The note in the last-cited work refers to an English decision: Blosam v. Sanders, 4 B. & C. 948. It is interesting upon the subject of sales.
We will observe that there may be an agreement to postpone the sale, or a promise to sell upon payment of the price. This is different from a contract of sale in which the price is to be paid at a later date. The seller may retain the price until payment. He cannot sell on time, and avoid delivery by taking the position that it was not a sale; nor can the buyer, for similar reason, decline to pay the price. He held the written acknowledgment of the warehouseman for the property described.
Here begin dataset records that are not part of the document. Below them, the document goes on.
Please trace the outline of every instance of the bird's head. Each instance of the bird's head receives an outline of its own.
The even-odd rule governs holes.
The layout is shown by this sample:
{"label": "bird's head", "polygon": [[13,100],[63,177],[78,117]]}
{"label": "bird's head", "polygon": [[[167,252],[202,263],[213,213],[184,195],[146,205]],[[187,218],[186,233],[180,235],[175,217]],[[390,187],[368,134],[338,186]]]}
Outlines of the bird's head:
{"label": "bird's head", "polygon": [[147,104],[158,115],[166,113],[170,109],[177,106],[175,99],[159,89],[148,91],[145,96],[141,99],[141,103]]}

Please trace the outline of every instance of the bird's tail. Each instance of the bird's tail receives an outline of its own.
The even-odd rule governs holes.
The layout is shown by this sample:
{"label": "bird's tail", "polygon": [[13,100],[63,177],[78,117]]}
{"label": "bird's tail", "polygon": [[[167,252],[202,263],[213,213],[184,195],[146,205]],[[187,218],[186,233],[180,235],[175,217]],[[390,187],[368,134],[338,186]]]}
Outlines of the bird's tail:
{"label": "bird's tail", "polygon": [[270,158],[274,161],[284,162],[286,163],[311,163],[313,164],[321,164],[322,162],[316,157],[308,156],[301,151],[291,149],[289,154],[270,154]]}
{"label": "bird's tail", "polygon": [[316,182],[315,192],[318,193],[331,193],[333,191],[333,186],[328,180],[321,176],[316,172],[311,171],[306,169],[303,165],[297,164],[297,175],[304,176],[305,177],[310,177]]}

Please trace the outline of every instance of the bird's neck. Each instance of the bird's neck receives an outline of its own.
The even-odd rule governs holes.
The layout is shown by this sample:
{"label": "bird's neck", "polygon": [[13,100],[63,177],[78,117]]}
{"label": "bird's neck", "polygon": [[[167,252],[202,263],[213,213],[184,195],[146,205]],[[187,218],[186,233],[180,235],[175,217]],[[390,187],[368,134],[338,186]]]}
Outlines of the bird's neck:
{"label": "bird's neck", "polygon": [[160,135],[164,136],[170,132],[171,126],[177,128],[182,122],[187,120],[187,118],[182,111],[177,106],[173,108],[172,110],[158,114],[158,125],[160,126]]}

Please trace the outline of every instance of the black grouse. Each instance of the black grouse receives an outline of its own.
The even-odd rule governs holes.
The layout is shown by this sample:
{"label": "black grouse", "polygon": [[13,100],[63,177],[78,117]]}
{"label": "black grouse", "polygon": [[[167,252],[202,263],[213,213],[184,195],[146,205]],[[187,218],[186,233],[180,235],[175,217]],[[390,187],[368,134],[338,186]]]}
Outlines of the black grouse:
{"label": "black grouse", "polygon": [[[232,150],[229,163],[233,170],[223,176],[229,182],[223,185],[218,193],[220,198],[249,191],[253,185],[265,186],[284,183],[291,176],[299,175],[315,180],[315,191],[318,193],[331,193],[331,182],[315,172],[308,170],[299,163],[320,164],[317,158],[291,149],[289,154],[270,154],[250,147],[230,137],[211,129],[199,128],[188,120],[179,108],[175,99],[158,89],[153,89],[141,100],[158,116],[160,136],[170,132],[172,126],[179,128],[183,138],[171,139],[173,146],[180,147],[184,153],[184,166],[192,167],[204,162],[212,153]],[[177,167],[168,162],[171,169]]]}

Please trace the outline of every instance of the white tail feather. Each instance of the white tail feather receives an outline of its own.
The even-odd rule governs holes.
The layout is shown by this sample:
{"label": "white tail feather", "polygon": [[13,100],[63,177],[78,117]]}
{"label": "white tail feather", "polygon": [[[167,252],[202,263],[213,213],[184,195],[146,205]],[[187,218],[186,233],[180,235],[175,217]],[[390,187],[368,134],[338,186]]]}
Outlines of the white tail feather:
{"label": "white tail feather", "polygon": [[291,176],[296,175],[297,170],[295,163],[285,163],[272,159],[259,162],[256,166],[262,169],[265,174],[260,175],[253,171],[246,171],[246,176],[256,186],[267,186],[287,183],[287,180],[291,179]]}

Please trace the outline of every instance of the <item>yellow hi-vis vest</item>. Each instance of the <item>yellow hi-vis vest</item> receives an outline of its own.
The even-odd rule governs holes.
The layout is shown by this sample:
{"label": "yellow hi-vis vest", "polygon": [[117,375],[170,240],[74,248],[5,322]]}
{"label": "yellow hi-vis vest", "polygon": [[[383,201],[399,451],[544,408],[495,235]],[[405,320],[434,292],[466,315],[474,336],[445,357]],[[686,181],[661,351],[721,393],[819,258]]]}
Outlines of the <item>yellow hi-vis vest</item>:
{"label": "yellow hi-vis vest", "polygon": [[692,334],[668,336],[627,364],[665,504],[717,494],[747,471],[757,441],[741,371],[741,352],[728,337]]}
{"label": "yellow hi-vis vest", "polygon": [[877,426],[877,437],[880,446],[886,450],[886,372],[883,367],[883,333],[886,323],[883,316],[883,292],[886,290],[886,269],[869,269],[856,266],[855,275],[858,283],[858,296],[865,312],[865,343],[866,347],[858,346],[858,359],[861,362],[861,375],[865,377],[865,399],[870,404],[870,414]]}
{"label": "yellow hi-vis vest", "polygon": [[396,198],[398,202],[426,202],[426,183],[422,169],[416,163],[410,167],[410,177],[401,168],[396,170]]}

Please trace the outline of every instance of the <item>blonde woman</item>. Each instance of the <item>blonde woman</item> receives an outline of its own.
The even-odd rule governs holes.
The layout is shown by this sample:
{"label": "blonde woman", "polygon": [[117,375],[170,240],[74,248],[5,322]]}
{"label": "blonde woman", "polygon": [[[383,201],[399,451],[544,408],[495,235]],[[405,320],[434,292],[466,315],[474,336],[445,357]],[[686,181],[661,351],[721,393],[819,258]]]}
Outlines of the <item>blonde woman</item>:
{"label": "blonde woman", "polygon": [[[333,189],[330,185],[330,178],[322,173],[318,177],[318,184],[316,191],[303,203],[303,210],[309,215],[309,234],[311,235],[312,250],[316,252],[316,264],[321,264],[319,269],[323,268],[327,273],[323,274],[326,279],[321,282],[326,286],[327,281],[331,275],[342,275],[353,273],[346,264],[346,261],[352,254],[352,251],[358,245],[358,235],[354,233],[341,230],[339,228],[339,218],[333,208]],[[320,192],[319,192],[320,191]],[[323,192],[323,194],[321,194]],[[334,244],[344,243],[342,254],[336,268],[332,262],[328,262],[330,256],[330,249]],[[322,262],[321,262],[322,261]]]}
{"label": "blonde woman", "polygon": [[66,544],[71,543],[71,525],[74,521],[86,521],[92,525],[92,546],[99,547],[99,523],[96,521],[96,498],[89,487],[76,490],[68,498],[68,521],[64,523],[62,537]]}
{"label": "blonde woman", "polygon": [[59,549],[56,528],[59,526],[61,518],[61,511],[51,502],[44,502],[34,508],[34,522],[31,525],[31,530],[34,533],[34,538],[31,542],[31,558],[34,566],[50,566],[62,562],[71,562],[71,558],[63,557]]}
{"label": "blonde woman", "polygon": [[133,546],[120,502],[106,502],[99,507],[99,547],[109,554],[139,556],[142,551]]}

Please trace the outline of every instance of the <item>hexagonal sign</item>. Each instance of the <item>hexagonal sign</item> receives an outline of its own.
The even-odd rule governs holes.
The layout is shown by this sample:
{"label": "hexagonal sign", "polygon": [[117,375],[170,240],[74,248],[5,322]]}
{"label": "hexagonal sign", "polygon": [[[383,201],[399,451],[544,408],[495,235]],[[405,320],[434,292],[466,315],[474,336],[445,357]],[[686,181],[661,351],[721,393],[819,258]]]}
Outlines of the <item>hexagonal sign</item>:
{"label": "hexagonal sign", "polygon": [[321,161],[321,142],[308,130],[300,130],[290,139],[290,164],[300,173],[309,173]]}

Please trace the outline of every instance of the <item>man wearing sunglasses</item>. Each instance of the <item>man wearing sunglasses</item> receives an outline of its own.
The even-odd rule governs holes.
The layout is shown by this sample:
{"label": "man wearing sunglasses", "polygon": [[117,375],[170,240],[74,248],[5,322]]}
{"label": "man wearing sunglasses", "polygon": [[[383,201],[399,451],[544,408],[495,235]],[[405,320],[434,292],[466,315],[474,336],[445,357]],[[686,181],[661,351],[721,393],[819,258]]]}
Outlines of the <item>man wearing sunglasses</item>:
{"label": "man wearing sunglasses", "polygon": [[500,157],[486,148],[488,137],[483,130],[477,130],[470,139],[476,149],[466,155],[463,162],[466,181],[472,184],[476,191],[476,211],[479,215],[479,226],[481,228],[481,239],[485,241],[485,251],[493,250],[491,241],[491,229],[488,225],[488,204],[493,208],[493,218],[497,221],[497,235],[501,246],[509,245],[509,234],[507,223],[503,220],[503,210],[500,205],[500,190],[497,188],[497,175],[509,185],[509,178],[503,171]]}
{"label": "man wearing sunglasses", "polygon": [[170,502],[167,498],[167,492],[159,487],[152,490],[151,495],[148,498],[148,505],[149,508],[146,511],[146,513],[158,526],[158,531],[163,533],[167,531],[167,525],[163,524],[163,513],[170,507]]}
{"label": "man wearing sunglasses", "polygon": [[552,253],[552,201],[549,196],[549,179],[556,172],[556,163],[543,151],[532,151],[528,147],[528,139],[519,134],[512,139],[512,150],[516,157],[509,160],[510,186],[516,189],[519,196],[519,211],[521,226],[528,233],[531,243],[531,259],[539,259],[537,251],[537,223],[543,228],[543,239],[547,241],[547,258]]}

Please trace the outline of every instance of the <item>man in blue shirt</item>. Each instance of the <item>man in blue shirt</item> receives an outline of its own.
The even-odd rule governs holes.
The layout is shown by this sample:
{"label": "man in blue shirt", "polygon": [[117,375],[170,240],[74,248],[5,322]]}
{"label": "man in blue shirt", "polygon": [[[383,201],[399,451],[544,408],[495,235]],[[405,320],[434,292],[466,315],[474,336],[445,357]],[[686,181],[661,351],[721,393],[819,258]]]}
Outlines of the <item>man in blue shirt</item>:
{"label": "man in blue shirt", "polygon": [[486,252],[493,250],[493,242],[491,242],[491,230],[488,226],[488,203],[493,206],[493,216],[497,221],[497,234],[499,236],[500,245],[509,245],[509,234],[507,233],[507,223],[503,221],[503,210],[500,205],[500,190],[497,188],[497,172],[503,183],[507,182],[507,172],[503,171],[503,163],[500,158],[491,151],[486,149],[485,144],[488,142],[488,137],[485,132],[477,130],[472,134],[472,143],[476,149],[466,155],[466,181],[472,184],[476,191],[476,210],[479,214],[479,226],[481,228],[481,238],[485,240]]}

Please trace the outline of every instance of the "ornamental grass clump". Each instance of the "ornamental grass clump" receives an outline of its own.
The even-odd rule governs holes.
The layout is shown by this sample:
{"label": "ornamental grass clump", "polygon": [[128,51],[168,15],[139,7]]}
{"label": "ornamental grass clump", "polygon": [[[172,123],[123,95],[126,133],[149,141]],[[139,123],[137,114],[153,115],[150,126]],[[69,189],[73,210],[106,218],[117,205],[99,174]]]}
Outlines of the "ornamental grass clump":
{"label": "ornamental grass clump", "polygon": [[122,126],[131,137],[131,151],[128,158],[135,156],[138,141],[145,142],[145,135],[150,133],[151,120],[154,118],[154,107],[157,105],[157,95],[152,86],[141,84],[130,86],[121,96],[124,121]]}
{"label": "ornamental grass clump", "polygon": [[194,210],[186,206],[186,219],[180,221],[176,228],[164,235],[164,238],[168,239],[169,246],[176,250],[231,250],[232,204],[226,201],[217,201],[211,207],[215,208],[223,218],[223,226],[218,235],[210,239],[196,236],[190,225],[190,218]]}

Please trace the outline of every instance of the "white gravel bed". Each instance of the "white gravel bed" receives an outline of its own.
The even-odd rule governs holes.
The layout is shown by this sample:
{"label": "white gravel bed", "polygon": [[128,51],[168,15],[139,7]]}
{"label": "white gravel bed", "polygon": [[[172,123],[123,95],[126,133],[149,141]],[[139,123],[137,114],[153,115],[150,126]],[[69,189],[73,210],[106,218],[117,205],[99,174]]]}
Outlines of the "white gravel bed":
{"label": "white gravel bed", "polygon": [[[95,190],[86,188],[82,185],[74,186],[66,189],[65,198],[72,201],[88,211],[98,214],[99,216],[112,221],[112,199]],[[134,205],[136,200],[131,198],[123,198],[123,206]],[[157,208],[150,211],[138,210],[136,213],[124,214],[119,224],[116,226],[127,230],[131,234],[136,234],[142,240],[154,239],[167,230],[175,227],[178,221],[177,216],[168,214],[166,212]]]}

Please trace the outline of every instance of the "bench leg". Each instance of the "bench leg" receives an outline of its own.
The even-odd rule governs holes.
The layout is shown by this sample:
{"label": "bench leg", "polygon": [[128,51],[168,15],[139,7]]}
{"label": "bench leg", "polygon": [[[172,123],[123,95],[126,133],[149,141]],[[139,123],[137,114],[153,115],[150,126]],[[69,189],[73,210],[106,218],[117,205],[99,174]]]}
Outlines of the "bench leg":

The learned judges, in their opinion, say that:
“They [the warehouse receipts] violate the special provision of our laws relative to such receipts. [The words in brackets are ours.] It must be borne in mind that these receipts were those of a United States bonded warehouse in Kentucky — valid in that state, and also here.”
It only remained for the buyer to pay the price in accordance with agreement. We have decided the one question before us. The pleadings limit it to the one issue.
We answer the first question in the affirmative, and, as to the second question, we hold that under such a contract the suit was properly brought on the notes. The defendant, of course, under the rules of Civil Procedure, is authorized to set up any admissible defense which will protect all rights-he may have as buyer.